MIDI, a standard for digital music since 1981, has been updated to MIDI 2.0. New MIDI 2.0 is not dependent on any particular hardware implementation such as USB or Ethernet. Some of the main goals of the new protocol are to provide higher resolution, more channels, and improved performance and expressiveness. Another change is a move from a byte stream to data packets.
MIDI 2.0 is designed to "deliver an unprecedented level of nuanced musical and artistic expressiveness," and leans on three key design decisions to do so. Firstly its new 32-bit resolution makes for smoother, continuous, analogue feel - if you want that. Controllers will be easy to use and there will be more of them. Lastly major timing advances are present in the standard.
Also at the MIDI Association's press release, Details about MIDI 2.0™, MIDI-CI, Profiles and Property Exchange.

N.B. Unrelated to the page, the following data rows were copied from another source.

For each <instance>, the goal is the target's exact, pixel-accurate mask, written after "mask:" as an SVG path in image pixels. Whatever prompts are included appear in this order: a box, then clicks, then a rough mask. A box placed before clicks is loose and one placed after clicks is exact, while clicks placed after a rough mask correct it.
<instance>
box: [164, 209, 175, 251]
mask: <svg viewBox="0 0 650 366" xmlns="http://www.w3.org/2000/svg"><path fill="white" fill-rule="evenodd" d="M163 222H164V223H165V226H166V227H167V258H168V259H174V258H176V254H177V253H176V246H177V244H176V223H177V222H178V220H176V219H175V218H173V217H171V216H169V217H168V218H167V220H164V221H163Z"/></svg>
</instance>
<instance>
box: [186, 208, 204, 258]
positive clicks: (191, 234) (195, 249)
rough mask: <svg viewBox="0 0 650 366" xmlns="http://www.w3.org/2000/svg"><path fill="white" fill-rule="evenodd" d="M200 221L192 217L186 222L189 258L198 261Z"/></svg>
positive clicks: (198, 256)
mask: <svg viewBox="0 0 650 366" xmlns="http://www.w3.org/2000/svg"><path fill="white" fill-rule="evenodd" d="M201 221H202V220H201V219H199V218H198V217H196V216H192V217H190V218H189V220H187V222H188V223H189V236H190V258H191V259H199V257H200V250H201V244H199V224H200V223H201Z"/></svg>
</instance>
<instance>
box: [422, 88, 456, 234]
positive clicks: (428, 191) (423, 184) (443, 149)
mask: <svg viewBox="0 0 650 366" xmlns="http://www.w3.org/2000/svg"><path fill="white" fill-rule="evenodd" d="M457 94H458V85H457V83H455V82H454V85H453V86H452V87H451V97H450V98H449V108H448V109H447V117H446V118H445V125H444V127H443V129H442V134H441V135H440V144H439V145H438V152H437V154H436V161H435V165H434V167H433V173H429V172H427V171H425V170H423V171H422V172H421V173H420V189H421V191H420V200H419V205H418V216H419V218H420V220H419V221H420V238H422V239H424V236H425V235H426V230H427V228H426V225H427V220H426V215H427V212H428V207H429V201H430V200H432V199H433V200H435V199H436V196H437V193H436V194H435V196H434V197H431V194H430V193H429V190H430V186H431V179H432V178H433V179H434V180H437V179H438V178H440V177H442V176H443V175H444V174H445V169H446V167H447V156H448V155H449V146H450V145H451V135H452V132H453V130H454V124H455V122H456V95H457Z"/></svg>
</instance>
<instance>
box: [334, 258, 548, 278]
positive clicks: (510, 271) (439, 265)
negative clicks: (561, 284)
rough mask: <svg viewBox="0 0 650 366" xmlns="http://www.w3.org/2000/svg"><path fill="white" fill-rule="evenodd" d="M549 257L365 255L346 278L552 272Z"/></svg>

(Score: 2, Informative) by Anonymous Coward on Saturday February 01 2020, @12:16AM
MIDI is, at best, half-duplex. To have two-way communication, you actually have to have two different MIDI devices in the same physical device and devices may not be able to be 100% sure they are the same physical device. In addition, only one message can be on the wire at a time. Together, you end up with a half-duplex type situation. This limitation exists regardless of your hardware transport or the extensions in use. By explicitly allowing bidirectional communication, you don't have to do the two device hack and go full-duplex. They also lift the restriction on one recipient per message and byte stream situation. Coupled with the jitter resolution they added, timing problems could be a thing of the past with proper latency measurements. And some of those latency measurements can be more easily enabled thanks to the bidirectional nature of MIDI 2.0.